Thursday, December 11, 2014

Countdown to Christmas: 16 Days Letting My Community Down

I attended an annual Christmas party at our local museum.

I had just come from work two hours away, and after trying on four "holiday" outfits that no longer fit, I changed back into my rumpled, non-festive work clothes, added a Santa pin, and headed to the party.

There is always great food at this particular party and I must admit that the yearly membership dues are well worth the bellying up to the trough to support our museum.

I live in a relatively small and close-knit town, so I tend to know a lot of people through my previous involvement with my community.

But as I visited with other guests that I literally had not seen since last year's party, I realized that my participation in my community was seriously laking.

I haven't been to church in a few years. Really, since my father died. Just a few days after he passed, I sang with my church's choir as we performed Handel's Messiah. Some of my choir members were surprised to see me there so I told them I was doing this for my father.

Shortly after that, hot flashes made being draped in a polyester robe unbearable and the fibromyalgia and arthritis pain made sitting in the pews equally distressing.

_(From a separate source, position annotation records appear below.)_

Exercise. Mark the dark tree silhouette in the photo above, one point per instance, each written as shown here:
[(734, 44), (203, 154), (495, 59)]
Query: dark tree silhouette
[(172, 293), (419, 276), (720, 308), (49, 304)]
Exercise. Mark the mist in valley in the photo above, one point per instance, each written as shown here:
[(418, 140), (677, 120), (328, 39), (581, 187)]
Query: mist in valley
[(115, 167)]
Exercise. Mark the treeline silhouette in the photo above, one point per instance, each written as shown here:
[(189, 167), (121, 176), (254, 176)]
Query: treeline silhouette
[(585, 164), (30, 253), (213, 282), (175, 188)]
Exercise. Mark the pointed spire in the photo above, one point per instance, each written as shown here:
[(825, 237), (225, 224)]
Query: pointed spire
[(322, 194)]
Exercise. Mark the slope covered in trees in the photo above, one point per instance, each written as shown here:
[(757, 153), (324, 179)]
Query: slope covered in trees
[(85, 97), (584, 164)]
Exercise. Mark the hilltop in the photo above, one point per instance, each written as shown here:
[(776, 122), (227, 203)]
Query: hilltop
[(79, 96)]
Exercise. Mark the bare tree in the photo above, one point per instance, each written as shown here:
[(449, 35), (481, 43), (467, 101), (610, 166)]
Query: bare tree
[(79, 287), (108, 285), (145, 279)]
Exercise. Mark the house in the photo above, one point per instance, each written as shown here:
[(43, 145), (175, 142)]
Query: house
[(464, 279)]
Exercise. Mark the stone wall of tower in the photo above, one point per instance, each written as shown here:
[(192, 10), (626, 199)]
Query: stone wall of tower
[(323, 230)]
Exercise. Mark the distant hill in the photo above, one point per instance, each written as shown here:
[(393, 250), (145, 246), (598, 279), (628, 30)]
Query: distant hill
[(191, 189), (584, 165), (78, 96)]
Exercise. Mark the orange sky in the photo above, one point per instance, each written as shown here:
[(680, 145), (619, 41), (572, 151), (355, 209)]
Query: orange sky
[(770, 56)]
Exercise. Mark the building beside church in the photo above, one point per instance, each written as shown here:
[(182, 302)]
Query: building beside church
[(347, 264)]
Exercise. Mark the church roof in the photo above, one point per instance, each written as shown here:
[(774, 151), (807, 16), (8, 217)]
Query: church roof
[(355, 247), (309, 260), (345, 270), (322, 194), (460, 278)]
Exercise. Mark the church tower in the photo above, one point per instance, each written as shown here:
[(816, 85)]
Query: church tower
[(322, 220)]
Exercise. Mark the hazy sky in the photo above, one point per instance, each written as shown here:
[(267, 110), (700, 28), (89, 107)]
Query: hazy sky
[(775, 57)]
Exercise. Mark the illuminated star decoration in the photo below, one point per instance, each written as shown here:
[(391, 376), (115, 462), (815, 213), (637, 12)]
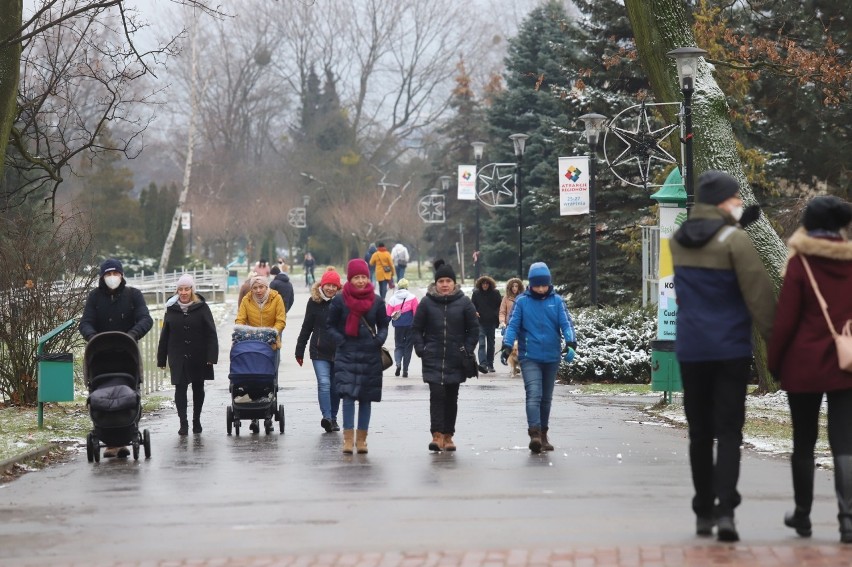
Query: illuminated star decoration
[(497, 188), (431, 209), (643, 144)]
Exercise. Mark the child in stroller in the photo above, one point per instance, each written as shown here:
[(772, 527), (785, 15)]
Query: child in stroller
[(112, 369)]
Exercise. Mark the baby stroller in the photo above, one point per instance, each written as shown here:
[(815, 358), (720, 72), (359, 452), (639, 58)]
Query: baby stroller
[(112, 369), (254, 386)]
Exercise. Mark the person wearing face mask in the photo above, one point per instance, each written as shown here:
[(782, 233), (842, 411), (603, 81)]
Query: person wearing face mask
[(113, 306), (722, 290)]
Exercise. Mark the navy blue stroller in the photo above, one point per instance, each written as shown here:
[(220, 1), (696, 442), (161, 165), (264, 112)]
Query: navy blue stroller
[(112, 369), (254, 386)]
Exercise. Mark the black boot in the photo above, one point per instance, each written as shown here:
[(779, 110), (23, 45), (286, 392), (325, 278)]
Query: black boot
[(843, 488), (803, 495)]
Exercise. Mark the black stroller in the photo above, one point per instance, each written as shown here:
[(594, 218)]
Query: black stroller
[(254, 386), (113, 372)]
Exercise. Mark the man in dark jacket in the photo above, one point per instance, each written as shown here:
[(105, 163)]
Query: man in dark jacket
[(281, 283), (722, 289), (487, 299), (115, 307)]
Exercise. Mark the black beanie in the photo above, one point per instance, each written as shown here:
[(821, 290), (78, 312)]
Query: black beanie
[(827, 212), (443, 270), (715, 187)]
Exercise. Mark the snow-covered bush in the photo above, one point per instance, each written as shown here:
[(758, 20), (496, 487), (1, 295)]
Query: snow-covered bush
[(613, 345)]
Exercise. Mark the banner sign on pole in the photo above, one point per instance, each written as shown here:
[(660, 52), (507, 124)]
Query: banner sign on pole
[(574, 185), (467, 183)]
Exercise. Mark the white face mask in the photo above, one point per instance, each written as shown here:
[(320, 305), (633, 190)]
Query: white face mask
[(112, 282)]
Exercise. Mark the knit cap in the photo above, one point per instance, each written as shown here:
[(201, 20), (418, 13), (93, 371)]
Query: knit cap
[(539, 274)]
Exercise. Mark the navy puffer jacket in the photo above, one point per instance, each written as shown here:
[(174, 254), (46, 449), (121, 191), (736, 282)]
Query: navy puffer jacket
[(443, 325), (358, 360)]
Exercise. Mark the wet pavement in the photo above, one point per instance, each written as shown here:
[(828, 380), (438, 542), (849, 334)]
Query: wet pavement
[(616, 490)]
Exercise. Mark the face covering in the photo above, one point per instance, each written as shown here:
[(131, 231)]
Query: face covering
[(112, 282)]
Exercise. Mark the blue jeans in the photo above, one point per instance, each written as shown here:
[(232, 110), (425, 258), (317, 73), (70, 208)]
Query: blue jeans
[(539, 380), (349, 414), (328, 399), (486, 345), (402, 346)]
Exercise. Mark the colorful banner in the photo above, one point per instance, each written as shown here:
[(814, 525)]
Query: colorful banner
[(574, 185), (467, 183)]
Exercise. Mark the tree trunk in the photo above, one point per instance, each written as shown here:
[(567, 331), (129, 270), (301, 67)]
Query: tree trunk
[(658, 27), (11, 13)]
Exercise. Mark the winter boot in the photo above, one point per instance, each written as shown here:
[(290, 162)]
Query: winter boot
[(535, 439), (448, 442), (803, 495), (361, 441), (545, 444), (348, 438), (843, 487)]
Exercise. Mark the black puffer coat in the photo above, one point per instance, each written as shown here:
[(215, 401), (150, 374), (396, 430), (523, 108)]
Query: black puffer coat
[(313, 326), (189, 342), (443, 325), (358, 361)]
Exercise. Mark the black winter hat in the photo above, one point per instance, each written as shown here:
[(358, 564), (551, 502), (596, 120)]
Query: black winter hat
[(443, 270), (827, 212), (715, 187)]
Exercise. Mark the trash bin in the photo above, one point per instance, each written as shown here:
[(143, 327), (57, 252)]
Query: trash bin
[(665, 369), (56, 377)]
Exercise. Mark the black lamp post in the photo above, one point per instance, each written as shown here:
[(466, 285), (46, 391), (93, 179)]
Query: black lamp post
[(478, 150), (686, 59), (519, 141), (594, 128)]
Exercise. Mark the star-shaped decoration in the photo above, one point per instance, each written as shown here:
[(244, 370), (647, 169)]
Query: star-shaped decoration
[(497, 185), (643, 143)]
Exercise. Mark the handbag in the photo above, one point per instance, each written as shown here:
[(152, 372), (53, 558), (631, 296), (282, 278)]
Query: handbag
[(387, 359), (843, 339)]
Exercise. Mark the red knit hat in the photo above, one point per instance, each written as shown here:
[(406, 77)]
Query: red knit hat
[(357, 267), (330, 277)]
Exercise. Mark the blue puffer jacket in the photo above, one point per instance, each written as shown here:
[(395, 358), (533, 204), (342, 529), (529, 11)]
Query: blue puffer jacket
[(358, 361), (536, 323)]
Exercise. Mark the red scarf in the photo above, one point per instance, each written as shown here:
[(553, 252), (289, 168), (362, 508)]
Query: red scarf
[(359, 302)]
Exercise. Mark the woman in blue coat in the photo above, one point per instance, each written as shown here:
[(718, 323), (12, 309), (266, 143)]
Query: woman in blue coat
[(539, 322), (358, 325)]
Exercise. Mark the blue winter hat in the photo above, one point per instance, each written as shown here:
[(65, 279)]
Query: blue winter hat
[(539, 274), (110, 265)]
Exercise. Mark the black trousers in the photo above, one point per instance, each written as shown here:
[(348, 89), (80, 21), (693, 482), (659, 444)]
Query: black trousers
[(714, 402), (443, 407), (804, 413)]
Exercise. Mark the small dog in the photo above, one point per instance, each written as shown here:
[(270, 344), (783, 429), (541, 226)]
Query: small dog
[(513, 361)]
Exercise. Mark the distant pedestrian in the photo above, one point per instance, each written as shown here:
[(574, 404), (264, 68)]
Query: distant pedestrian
[(322, 347), (540, 323), (802, 354), (487, 300), (383, 264), (722, 288), (358, 325), (401, 308), (400, 256), (445, 331), (188, 341)]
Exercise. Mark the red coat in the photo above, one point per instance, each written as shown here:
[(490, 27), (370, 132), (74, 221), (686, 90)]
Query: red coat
[(802, 352)]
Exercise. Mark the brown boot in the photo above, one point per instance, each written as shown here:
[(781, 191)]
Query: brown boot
[(545, 444), (361, 441), (348, 438), (448, 442), (535, 439)]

To make matters worse, I began to loose, not only my voice due to chronic bronchitis, but my spirit as well.

I would sit there in church disagreeing with most of what my pastor was saying. This was very upsetting to me and I was really having a hard time sorting it all out. Without proper "spiritual" guidance, I simply drifted away.

Then there was the occasion where our congregation were prompted to read aloud a promise of our financial support for exorbitant building funds  on what I deemed an unneeded addition to our church.

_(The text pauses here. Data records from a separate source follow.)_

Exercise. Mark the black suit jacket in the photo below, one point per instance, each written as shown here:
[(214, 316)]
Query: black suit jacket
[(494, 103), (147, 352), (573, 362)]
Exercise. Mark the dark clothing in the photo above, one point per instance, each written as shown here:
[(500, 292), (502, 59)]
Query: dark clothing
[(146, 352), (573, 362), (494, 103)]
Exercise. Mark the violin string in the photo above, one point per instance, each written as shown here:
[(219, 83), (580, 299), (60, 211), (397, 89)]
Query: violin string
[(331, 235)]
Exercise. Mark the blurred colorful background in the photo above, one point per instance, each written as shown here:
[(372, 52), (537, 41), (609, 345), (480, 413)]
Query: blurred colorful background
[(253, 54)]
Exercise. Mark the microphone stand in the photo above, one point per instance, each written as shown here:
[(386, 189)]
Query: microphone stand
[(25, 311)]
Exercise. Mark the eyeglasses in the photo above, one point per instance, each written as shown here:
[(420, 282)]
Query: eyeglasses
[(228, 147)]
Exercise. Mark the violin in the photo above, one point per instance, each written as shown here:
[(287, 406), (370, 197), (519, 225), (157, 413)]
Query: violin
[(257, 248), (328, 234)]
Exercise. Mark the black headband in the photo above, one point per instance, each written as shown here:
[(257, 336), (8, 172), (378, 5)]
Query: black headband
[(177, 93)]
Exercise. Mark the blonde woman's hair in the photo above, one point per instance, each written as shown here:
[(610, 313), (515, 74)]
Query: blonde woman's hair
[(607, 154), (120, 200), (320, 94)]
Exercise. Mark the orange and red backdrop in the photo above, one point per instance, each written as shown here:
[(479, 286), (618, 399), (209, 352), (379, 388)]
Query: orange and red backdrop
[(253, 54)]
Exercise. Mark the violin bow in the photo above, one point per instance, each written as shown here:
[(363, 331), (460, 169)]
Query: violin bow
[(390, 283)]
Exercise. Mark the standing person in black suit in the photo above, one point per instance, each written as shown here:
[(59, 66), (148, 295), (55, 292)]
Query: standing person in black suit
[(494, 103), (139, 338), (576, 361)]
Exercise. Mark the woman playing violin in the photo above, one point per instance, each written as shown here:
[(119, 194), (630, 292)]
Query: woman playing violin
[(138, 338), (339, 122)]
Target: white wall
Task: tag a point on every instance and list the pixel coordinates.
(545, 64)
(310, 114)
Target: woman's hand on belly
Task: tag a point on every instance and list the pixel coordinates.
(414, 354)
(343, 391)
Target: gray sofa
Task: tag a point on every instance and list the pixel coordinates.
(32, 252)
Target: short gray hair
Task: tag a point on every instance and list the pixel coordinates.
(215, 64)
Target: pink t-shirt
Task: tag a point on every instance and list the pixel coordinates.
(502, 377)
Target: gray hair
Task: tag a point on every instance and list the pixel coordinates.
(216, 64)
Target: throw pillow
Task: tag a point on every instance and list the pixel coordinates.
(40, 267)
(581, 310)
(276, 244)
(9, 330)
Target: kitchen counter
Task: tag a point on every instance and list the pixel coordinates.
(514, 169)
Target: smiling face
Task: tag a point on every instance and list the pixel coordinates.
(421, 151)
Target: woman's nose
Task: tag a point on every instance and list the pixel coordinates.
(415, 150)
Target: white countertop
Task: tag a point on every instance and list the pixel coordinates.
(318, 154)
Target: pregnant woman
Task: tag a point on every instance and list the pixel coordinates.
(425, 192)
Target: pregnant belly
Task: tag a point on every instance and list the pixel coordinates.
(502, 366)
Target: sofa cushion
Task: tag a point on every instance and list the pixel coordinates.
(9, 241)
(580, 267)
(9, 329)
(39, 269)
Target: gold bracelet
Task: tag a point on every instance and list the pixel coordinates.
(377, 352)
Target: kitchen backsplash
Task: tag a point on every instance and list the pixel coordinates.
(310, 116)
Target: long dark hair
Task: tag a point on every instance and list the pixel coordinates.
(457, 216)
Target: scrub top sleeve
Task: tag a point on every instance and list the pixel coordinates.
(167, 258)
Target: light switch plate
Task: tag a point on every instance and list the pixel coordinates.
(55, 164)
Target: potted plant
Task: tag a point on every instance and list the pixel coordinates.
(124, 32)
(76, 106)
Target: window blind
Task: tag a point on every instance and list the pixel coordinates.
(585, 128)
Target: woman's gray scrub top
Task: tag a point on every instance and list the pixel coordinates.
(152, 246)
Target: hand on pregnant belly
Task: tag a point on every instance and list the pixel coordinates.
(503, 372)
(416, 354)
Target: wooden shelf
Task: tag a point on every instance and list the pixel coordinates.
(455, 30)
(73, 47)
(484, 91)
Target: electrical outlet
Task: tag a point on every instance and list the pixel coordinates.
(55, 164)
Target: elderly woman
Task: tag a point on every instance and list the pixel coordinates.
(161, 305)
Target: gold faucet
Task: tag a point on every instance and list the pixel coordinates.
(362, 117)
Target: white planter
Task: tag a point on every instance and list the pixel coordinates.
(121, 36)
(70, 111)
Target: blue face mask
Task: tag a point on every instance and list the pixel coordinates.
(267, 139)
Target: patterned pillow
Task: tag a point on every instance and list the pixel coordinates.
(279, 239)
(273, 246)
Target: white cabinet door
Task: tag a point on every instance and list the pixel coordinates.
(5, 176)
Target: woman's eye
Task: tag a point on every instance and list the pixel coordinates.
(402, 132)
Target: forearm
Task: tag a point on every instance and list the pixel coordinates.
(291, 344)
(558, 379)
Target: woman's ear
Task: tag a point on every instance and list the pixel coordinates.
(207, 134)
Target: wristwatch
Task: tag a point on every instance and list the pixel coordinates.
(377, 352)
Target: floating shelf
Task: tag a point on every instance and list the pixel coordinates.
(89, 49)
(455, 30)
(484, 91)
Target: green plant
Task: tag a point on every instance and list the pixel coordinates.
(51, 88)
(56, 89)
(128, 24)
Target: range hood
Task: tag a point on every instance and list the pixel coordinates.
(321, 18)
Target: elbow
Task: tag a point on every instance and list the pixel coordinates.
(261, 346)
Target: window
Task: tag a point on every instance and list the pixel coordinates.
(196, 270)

From my perch in the choir loft, I looked out over something I felt had been conjured from of a demonic horror film as the congregation droned out some form of a Gregorian chant that completely unnerved me. This was the same congregation that I had observed from a seat in the choir loft just a few month before, that held aloft small glowing candles, there faces lit like a chorus of angels as they sang Silent Night at the Christmas Eve service.

I stopped going to church after that.

My lack of church attendance went unnoticed by my pastor, but the occasional email and phone call from my choir director was really the only encouragement I had to return. However, when I did show up for an Easter service...I looked over at my husband and told him that I could no longer be spiritually lead by this particular pastor. Unfortunately, due to health reasons, the pastor resigned shortly after that, but I still have not returned to my church to meet our new pastor.

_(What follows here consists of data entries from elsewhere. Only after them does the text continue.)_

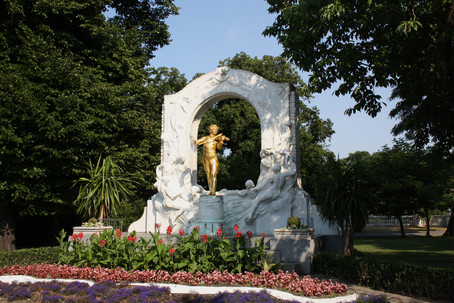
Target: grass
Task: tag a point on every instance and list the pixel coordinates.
(413, 250)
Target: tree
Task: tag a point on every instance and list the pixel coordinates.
(406, 45)
(409, 181)
(345, 198)
(238, 120)
(101, 194)
(73, 86)
(395, 183)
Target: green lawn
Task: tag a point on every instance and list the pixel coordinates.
(417, 250)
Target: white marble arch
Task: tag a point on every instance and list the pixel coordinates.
(176, 203)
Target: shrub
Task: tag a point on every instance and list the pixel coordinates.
(193, 252)
(30, 256)
(434, 283)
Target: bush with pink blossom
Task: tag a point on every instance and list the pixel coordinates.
(183, 252)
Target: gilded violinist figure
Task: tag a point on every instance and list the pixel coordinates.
(209, 159)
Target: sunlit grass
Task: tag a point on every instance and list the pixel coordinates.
(416, 250)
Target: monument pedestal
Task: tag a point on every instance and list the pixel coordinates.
(211, 214)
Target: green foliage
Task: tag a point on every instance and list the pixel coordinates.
(103, 191)
(407, 180)
(73, 86)
(362, 45)
(293, 222)
(435, 283)
(28, 256)
(193, 252)
(412, 250)
(344, 197)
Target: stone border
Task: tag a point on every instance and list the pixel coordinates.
(201, 290)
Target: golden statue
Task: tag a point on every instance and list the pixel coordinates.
(209, 159)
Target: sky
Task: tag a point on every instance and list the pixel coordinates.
(207, 31)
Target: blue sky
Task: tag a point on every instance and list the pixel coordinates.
(207, 31)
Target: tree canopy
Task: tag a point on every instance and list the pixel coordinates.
(74, 86)
(361, 45)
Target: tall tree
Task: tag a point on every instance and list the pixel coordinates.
(409, 181)
(344, 197)
(407, 45)
(73, 86)
(239, 121)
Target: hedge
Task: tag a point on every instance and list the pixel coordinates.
(27, 256)
(410, 280)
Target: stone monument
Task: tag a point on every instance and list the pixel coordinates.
(184, 204)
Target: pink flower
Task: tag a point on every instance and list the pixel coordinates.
(77, 237)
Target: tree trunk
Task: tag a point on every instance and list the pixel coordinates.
(450, 229)
(401, 224)
(426, 213)
(348, 242)
(7, 234)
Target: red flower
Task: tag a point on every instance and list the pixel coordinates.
(78, 236)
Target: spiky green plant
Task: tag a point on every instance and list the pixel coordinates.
(101, 194)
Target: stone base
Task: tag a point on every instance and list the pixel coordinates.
(296, 248)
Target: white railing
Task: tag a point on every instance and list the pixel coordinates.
(438, 220)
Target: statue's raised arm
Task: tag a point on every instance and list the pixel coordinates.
(209, 159)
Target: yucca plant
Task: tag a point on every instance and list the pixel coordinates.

My involvement with my community dwindled because most of the people I volunteered with were also church members or of that ilk that would quickly criticize my fall from Grace.

This was a journey and I had to take along.

I just wish someone could have stepped up to help my youngest son.

I learned the hard way that no matter how much you do for your community or church, when you need THEM...

This isn't the best way to embrace the Christmas holidays and attending a wonderful gathering at our museum should not leave me feeling so forlorn.

But this is how it is for so many people during this time of year.

Be kind to one another. Offer not only merriment to the poor, but to those who are poor in spirit.